Gage County Democrats want the state to pay the Beatrice Six jury award, and a group attending a Thursday night meeting in Beatrice heard calls for a show of numbers at the state capitol, to oppose high property taxes.
The public session drew about 40 people, with several airing their anger over high property tax bills and what might happen to taxes in Gage County.
Don Schuller farms near Barneston. He says the county Democratic Party recently wrote to Gov. Pete Ricketts, asking that he budget for payment of the jury award from the state’s cash reserve.
“The reasons the state should pay include: all six were charged and tried by the state of Nebraska in state court according to the procedures set in state law, they were sentenced to state prisons, and their appeals were opposed by the attorney general’s office. The state transferred funds to Richardson County when it was faced with bankruptcy when the cost of criminal cases exceeded their financial resources,” Schuller said.

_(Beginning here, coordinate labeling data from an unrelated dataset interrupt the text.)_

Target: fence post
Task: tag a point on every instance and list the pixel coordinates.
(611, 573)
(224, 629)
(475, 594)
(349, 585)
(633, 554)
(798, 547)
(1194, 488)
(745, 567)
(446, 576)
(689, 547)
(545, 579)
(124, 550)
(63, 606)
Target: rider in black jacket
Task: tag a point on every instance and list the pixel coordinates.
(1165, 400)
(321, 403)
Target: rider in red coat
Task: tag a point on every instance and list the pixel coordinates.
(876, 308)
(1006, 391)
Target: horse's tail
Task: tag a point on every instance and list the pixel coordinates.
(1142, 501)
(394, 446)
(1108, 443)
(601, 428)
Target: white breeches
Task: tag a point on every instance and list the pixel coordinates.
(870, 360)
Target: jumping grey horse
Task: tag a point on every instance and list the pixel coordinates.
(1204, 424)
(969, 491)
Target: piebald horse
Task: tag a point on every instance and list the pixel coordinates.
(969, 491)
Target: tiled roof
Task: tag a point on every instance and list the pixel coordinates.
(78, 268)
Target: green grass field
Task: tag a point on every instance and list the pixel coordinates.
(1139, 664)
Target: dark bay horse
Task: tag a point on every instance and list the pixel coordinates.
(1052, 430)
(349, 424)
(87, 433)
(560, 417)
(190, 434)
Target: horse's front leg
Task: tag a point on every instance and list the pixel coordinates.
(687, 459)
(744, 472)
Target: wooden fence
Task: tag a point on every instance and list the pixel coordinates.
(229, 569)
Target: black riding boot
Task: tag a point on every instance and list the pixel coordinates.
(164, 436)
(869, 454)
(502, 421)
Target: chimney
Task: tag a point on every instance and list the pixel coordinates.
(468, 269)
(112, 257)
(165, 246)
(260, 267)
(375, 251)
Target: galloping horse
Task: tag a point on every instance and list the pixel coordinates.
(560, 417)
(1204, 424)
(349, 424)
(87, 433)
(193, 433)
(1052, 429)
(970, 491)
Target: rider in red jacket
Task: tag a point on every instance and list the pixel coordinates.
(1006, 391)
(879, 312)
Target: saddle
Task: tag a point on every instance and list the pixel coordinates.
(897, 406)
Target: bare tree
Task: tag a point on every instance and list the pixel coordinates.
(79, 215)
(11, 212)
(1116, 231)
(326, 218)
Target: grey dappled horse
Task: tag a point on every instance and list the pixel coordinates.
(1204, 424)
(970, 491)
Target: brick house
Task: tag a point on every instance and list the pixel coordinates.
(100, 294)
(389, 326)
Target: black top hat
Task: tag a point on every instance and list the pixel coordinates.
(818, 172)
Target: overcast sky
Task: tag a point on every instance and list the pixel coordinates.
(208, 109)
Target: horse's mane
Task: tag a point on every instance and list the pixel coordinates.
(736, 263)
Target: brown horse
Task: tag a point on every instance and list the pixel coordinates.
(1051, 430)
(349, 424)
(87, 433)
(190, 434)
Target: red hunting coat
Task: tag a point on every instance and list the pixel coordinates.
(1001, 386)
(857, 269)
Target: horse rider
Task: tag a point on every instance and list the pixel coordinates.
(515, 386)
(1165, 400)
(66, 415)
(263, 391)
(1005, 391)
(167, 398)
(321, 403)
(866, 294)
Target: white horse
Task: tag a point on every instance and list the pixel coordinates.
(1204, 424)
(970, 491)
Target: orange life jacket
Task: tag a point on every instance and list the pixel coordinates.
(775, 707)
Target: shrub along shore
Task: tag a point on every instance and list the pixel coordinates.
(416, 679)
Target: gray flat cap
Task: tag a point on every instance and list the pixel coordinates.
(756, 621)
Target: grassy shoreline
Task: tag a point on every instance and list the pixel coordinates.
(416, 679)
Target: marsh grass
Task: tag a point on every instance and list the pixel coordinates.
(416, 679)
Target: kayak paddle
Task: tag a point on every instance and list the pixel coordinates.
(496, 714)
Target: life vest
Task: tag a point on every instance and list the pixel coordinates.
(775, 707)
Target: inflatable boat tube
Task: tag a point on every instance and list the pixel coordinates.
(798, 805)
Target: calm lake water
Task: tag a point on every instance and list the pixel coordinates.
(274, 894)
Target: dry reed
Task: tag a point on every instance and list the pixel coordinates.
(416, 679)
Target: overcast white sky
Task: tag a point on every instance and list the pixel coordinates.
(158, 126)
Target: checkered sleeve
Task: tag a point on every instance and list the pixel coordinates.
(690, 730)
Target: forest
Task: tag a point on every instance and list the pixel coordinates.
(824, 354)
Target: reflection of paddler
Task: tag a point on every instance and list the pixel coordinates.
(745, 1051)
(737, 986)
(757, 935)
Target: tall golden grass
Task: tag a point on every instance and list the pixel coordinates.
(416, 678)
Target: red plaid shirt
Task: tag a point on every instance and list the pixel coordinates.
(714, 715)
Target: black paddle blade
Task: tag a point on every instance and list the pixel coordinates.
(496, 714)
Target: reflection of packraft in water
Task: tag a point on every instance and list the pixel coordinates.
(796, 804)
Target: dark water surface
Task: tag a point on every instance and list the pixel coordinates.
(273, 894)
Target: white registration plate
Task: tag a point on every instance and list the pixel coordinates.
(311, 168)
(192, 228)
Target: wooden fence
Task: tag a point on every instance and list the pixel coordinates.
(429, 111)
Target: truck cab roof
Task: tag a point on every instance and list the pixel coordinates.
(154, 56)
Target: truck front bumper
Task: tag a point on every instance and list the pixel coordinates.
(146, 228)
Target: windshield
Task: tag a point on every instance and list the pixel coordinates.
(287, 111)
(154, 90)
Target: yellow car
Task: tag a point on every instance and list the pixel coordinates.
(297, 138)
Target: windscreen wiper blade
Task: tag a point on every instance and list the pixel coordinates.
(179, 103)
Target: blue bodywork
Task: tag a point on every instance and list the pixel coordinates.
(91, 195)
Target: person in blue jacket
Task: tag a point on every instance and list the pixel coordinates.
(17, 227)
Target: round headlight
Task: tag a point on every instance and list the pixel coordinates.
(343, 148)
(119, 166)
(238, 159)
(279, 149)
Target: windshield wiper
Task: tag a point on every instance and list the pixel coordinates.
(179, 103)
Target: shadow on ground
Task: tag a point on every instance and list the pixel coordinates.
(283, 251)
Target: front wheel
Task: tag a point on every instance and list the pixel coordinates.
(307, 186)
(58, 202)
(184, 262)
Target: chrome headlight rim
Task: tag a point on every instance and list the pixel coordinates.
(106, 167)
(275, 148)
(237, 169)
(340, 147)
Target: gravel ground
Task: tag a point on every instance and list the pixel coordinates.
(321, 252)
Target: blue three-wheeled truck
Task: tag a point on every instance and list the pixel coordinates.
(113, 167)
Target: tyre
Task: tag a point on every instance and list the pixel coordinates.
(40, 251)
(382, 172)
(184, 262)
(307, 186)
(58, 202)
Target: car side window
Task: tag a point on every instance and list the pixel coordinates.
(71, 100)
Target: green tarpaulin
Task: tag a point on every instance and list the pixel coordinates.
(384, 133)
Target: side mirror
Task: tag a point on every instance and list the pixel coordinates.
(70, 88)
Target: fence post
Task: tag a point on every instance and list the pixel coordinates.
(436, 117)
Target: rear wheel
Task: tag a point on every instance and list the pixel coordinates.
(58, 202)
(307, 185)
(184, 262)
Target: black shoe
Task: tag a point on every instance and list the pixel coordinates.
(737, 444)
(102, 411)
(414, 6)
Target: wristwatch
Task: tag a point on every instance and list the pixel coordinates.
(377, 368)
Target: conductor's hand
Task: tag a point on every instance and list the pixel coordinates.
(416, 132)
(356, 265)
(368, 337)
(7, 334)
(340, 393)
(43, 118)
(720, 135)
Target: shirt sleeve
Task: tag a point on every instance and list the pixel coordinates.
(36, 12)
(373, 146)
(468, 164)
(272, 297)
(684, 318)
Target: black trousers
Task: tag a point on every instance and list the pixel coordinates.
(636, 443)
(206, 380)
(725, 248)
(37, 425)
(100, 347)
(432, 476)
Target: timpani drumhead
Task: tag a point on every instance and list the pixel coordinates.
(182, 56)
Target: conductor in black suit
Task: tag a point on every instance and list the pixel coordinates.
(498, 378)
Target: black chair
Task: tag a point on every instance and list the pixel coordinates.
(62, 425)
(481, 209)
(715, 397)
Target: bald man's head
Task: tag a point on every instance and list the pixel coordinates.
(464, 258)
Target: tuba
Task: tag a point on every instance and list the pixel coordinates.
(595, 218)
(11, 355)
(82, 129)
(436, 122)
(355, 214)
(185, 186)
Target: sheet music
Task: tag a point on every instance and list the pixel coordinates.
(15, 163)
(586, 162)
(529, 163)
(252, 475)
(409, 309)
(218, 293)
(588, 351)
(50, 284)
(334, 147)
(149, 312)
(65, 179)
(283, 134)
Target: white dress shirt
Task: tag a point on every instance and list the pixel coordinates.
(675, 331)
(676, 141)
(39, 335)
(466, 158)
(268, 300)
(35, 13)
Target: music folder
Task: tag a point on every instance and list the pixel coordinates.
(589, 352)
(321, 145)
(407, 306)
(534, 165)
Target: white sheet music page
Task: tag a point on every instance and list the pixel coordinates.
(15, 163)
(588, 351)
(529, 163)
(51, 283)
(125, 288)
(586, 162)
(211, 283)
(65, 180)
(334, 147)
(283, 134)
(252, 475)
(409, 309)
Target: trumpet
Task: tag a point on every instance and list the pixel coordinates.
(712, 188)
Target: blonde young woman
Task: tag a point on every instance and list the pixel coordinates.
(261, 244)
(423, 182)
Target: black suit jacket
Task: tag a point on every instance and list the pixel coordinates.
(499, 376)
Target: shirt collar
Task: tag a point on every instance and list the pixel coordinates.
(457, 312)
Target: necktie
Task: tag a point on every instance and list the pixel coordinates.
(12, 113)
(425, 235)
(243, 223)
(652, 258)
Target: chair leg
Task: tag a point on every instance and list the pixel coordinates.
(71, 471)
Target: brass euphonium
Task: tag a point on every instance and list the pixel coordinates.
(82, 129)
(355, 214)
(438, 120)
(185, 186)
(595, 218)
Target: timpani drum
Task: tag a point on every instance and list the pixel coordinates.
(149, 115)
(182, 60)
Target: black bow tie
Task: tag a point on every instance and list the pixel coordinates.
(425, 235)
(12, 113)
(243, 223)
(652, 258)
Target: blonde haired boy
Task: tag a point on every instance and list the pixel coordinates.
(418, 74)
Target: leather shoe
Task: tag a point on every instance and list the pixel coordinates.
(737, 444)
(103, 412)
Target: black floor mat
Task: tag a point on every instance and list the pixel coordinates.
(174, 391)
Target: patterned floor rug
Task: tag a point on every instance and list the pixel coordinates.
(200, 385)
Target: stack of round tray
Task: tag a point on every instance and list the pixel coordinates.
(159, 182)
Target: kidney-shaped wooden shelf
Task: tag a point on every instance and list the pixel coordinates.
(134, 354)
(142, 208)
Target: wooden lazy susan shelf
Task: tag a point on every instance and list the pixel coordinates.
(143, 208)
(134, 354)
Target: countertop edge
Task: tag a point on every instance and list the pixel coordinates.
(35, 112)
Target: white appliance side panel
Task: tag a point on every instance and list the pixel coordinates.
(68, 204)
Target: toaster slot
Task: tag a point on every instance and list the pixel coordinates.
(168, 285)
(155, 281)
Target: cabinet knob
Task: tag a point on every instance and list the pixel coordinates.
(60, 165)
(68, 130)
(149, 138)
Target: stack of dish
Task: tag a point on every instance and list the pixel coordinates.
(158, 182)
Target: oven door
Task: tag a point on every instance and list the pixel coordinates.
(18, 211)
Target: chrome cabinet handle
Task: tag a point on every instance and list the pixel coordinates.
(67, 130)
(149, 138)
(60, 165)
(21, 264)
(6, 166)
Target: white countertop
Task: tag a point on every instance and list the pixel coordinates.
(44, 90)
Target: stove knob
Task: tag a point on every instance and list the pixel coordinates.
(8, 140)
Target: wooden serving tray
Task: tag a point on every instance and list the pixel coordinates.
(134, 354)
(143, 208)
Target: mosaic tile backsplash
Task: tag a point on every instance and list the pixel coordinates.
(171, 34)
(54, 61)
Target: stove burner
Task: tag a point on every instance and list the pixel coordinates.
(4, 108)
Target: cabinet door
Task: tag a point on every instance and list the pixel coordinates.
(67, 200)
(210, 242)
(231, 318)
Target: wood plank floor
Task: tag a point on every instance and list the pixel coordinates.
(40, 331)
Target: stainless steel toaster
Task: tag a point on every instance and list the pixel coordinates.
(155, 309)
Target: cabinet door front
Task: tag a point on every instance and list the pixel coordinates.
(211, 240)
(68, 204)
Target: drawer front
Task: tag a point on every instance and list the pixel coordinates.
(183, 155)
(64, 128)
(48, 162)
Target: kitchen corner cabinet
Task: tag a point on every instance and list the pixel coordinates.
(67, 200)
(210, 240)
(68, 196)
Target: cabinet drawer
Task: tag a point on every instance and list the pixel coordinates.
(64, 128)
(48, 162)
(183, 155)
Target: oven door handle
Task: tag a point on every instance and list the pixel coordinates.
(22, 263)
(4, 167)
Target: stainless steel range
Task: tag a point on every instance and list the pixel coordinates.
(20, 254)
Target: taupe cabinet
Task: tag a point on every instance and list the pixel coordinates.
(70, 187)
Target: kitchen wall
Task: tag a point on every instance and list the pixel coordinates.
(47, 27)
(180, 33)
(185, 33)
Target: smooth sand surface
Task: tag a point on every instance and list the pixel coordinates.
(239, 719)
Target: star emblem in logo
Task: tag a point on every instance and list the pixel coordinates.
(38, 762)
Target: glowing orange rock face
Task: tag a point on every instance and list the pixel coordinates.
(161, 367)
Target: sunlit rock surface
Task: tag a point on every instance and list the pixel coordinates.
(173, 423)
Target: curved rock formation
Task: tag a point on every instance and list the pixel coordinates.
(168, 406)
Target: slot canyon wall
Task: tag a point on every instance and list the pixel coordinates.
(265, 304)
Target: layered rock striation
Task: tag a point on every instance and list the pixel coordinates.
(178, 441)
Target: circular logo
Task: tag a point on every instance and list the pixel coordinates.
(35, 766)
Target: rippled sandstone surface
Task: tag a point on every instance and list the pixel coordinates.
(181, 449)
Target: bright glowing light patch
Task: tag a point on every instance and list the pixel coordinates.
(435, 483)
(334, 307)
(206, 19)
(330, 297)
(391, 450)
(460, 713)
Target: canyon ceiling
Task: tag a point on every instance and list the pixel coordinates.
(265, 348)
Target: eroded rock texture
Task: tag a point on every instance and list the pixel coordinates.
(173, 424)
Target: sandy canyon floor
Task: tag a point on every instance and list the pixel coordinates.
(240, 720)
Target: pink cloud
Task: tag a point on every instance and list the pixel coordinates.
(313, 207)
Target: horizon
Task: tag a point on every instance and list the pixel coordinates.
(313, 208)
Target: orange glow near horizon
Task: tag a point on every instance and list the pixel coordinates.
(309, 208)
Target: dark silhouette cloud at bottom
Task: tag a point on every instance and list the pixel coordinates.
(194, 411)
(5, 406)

Ricketts has said publicly he would not budget for the settlement.
Schuller said having a possible judgment and costs in the county’s future discourages new businesses and residents from moving here.
“The Beatrice School’s and Southeast Community College’s bonds both failed,” Schuller points out. “It would lower the value of residential, commercial, and agricultural property, which in turn could mean higher levies to fund the operation of schools, the county, and other units (of government). It would be a severe burden on many, especially farmers who are struggling for profit.”
While the meeting began with a discussion of the impact of the federal jury award, it morphed into anger about the burden of property taxes in the state.
Schuller says he like to see a local committee formed to push for legislation that would assist Gage County is avoiding a tough financial situation because of the $28.1 million verdict. Costs, with legal fees, are likely to rise well above $30 million.
Craig Bolz, who resides in Palmyra, said the governor and 49 senators are the key to resolving the issue of taxes.
“The first day of the legislative session, I want 3,000 taxpayers in the Capitol. I want 5,000. I want them from Scottsbluff, Ogallala. I want people to put some skin in this game,” Bolz said. “Go to the Capitol, very peacefully, very politely. We’re not there to raise hell or cause anybody trouble, but we have to go to our senators and say, ‘we demand that this problem get solved.’”
Bolz described the Governor’s push for property tax relief last year, “like spittin’ on a fire”.
He says a show of people is needed at the state capitol on the first day of the legislature, and every day after.
The new session begins, January 4th.
Doug Kennedy, KWBE, contributed to this report.